I wondered if there are better ways to calculate the expectation if the PDF is known. So I came up with the following example.
Let's say we have a random variable. The PDF of the random variable has two equal peaks spaced apart by the distance $d$. The expectation of the RV is obviously in the middle between the two peaks. image of the pdf (please excuse my poor drawing skills).
A number of samples are taken from the RV. The expectation can of course be estimated by calculating the mean of the samples taken. But since the cdf is known we can do much better.
First of all we look at the distance between the samples and put them into two groups. We add $\frac{d}{2}$ to the lower group and substract $\frac{d}{2}$ from the upper group. After that we calculate the mean.

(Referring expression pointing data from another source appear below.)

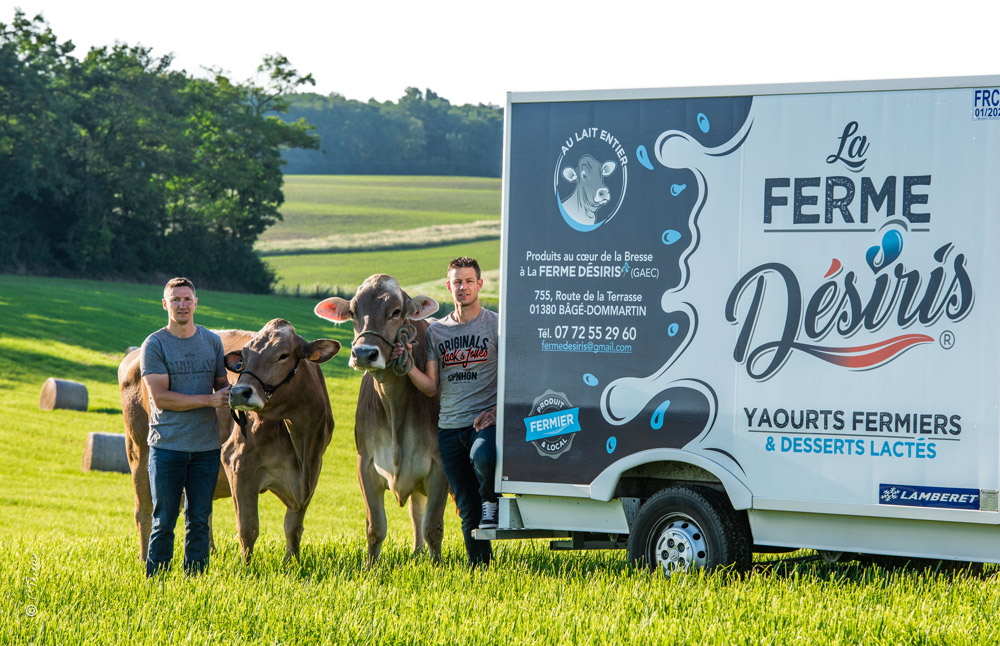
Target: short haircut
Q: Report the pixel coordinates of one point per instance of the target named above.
(465, 261)
(180, 281)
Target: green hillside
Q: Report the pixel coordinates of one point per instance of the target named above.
(340, 229)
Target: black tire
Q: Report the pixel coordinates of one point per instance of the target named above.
(689, 527)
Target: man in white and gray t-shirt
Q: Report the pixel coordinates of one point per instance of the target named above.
(462, 364)
(185, 375)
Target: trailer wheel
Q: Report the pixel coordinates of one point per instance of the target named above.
(685, 528)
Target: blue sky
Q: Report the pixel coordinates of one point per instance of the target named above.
(475, 52)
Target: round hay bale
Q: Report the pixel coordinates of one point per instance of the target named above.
(105, 452)
(62, 393)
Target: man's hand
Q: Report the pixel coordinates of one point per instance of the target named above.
(220, 398)
(484, 419)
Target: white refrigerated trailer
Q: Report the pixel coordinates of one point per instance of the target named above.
(749, 318)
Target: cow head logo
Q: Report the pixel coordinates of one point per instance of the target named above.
(589, 185)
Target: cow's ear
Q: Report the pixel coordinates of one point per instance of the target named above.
(322, 350)
(334, 309)
(421, 307)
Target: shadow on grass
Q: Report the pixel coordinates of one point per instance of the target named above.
(105, 411)
(869, 568)
(27, 365)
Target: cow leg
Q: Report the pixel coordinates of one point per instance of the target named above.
(211, 535)
(373, 487)
(293, 532)
(436, 485)
(245, 499)
(418, 502)
(139, 464)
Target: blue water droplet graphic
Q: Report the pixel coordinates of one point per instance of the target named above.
(657, 420)
(670, 236)
(703, 122)
(643, 156)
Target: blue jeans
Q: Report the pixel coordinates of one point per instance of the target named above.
(470, 460)
(170, 473)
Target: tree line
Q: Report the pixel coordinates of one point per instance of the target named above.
(114, 165)
(421, 134)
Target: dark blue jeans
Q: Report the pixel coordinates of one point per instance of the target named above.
(170, 473)
(470, 460)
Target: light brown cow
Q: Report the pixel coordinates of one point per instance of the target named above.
(395, 426)
(286, 431)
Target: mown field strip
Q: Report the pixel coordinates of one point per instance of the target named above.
(387, 240)
(348, 270)
(317, 206)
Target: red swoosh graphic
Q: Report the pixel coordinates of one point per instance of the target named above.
(866, 356)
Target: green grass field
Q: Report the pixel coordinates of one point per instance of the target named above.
(378, 214)
(69, 573)
(320, 205)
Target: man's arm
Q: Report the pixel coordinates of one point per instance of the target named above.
(166, 399)
(485, 418)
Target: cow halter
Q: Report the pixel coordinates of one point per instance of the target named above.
(404, 362)
(240, 417)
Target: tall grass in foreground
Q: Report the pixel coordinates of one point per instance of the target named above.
(89, 590)
(68, 549)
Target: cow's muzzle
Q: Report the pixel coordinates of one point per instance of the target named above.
(367, 357)
(243, 397)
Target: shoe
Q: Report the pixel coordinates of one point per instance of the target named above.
(491, 511)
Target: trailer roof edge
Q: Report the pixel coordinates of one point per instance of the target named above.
(820, 87)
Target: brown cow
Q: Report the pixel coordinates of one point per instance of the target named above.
(285, 435)
(395, 427)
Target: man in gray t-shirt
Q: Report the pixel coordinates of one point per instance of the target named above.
(462, 365)
(184, 372)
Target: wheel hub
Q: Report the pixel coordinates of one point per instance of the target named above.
(680, 546)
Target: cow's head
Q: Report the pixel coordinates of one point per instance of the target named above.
(379, 309)
(269, 362)
(589, 177)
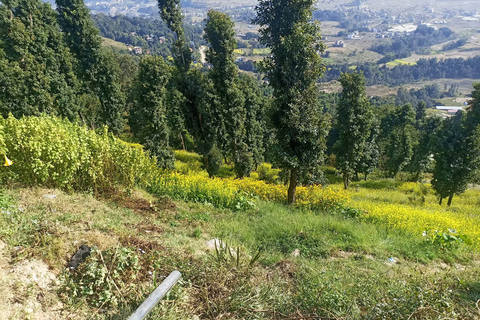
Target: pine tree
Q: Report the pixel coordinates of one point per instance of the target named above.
(355, 120)
(37, 74)
(457, 151)
(95, 67)
(400, 139)
(255, 123)
(148, 118)
(232, 135)
(421, 159)
(171, 13)
(292, 70)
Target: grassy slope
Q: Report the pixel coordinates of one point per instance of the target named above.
(342, 271)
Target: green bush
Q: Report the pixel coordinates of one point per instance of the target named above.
(267, 174)
(56, 153)
(187, 157)
(2, 143)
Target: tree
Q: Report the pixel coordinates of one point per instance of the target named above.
(148, 118)
(400, 139)
(355, 120)
(201, 111)
(371, 153)
(36, 68)
(255, 123)
(292, 70)
(457, 151)
(421, 159)
(220, 35)
(171, 13)
(95, 67)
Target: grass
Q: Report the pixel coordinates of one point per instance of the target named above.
(326, 264)
(400, 62)
(114, 45)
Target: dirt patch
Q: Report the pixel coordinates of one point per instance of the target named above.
(27, 289)
(141, 244)
(287, 268)
(341, 255)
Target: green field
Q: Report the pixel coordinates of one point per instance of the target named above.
(367, 258)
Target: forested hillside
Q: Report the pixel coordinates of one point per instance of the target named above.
(334, 205)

The resulting estimate for the expectation is much better than just calculating the mean.
Of course there is the possibility that only one group arises. In this case we calculate the mean over the group and add $\frac{d}{2}$. There is a $50%$ chance that we hit the lower group and get it right.
I have simulated this in MATLAB from 1 to 200 samples taken from the RV. For each number of samples and method the results were averaged over 1000 tests. The results show clearly that this method converges way faster than the mean and that much less samples are needed to achieve the same quality of estimate (diagram).
The question is now:
- Is there a general way to do this for a RV with an arbitrary cdf?

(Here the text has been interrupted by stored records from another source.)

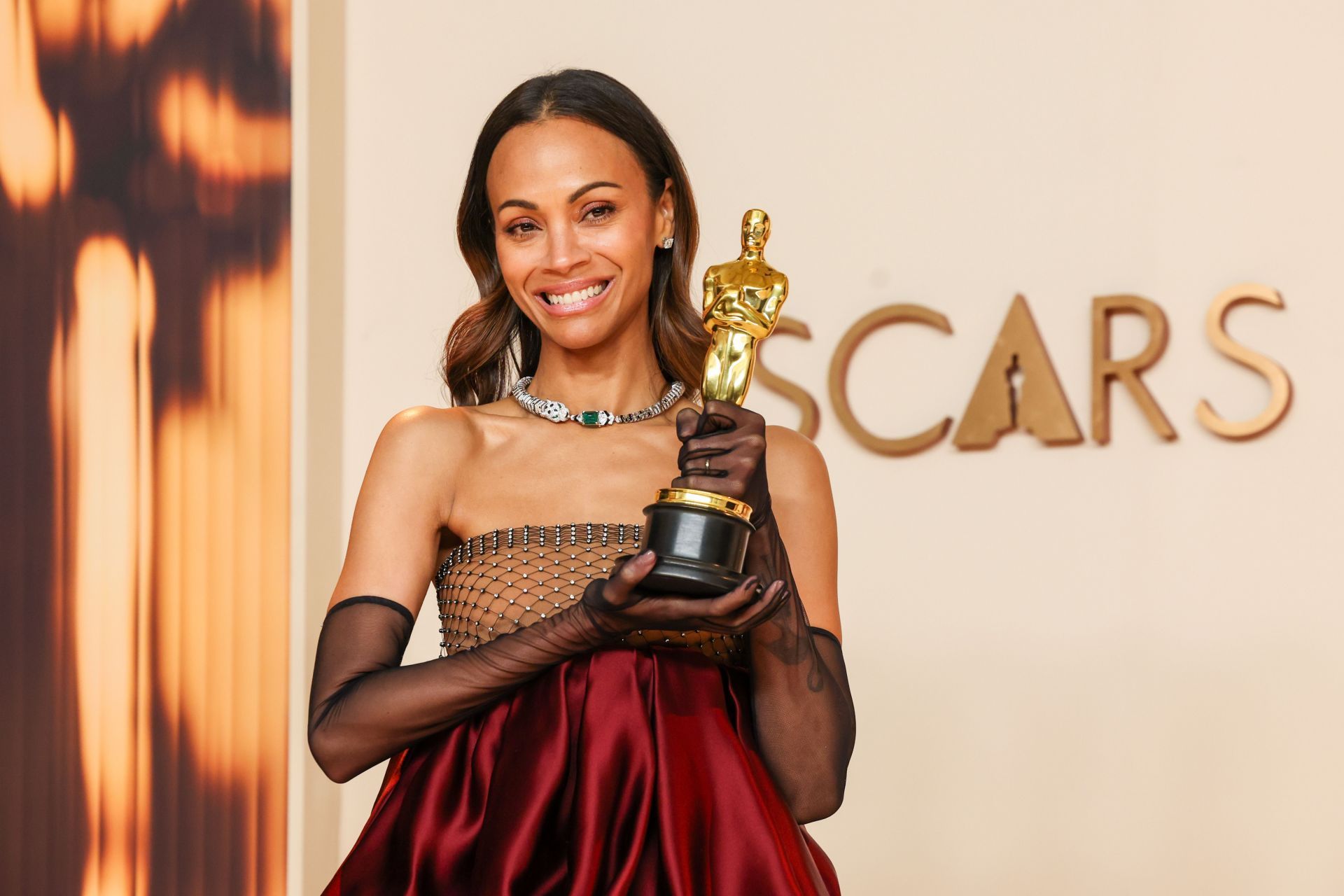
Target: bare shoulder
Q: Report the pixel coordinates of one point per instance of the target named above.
(794, 457)
(426, 445)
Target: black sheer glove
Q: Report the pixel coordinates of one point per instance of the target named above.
(366, 707)
(800, 691)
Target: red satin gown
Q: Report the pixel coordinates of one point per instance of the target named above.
(631, 769)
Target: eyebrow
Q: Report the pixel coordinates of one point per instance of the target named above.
(523, 203)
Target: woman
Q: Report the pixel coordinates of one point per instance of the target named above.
(577, 736)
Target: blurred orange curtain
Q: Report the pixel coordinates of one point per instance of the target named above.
(144, 486)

- Is there an even better way to estimate the expectation?
Maximum likelihood estimation
I don't know why I didn't think about this in the first place, but you can use Maximum likelihood estimation to estimate a parameter of a pdf. For the example stated here we have the random variable $X$ and, assuming the peaks are normally distributed, the pdf
$ P(X=x) = \frac{1}{2\sqrt{2\pi}\sigma} e^{-\frac{1}{2}(\frac{x-\mu-0.5}{\sigma})^2} + \frac{1}{2\sqrt{2\pi}\sigma} e^{-\frac{1}{2}(\frac{x-\mu+0.5}{\sigma})^2}$.

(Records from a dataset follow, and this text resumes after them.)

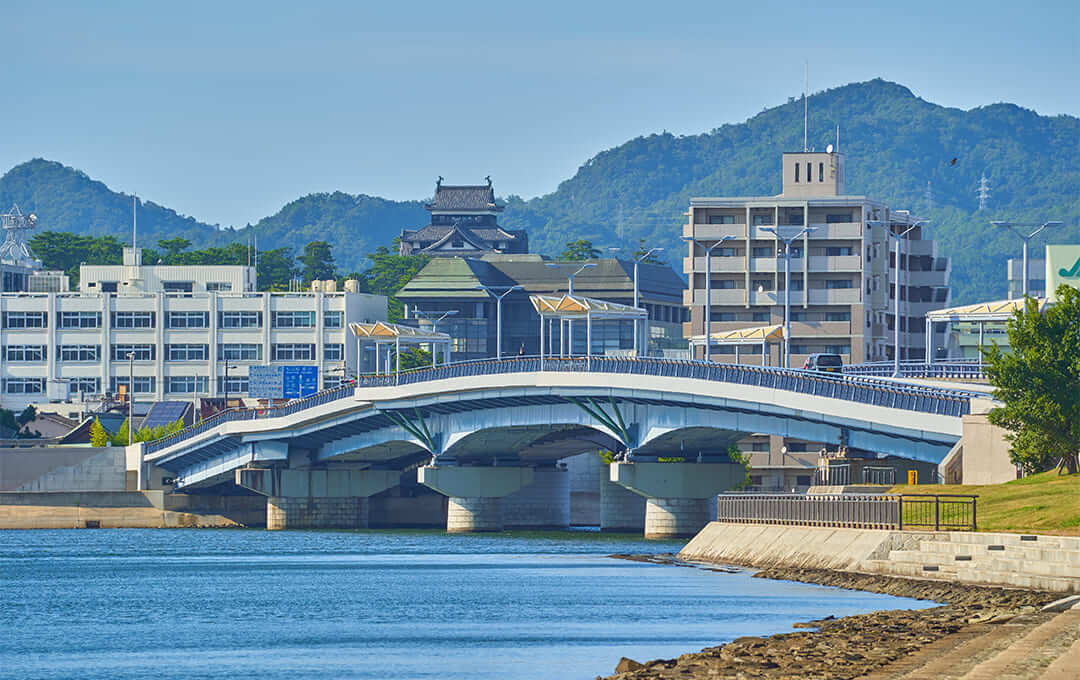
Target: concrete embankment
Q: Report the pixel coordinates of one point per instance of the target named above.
(137, 510)
(1039, 562)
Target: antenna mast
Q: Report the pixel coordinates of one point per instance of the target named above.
(806, 86)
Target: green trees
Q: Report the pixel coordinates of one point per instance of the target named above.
(1039, 383)
(580, 249)
(316, 261)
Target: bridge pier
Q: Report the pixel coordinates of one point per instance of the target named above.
(475, 493)
(680, 498)
(316, 499)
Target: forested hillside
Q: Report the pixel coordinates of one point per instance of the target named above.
(895, 145)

The likelihood formula looks like this:
$L(\vartheta)=\prod_{i=1}^{n} f_{\vartheta}(x_i)$
with $\vartheta$ being the unknown parameter, $n$ being the number of samples and $x_i$ being the sample teken from the RV. In this case the expectation $\mu$ is the unknown parameter. The pdf is then inserted into the likelihood formula like this:
$L(\mu)=\frac{1}{2\sqrt{2\pi}\sigma}[e^{-\frac{1}{2}(\frac{\prod_{i=1}^{n}x_i-\mu-0.5}{\sigma})^2}+e^{-\frac{1}{2}(\frac{\prod_{i=1}^{n}x_i-\mu+0.5}{\sigma})^2}]$
The resulting function is the likelihood for a given $\mu$ and given samples ${x_1,x_2,...,x_n}$. To get the 'best' $\mu$ we need to maximize the function. For that the derivative is taken and solved for zero. This is not that easy in this case since the function has multiple solutions depending on the number of samples $n$. Using numerical methods I compared it to my handcrafted method in the question and it performs even better.
TLDR: If samples and the pdf of a random variable are known, use maximum likelihood estimation to get a much better estimation of the expectation than the mean.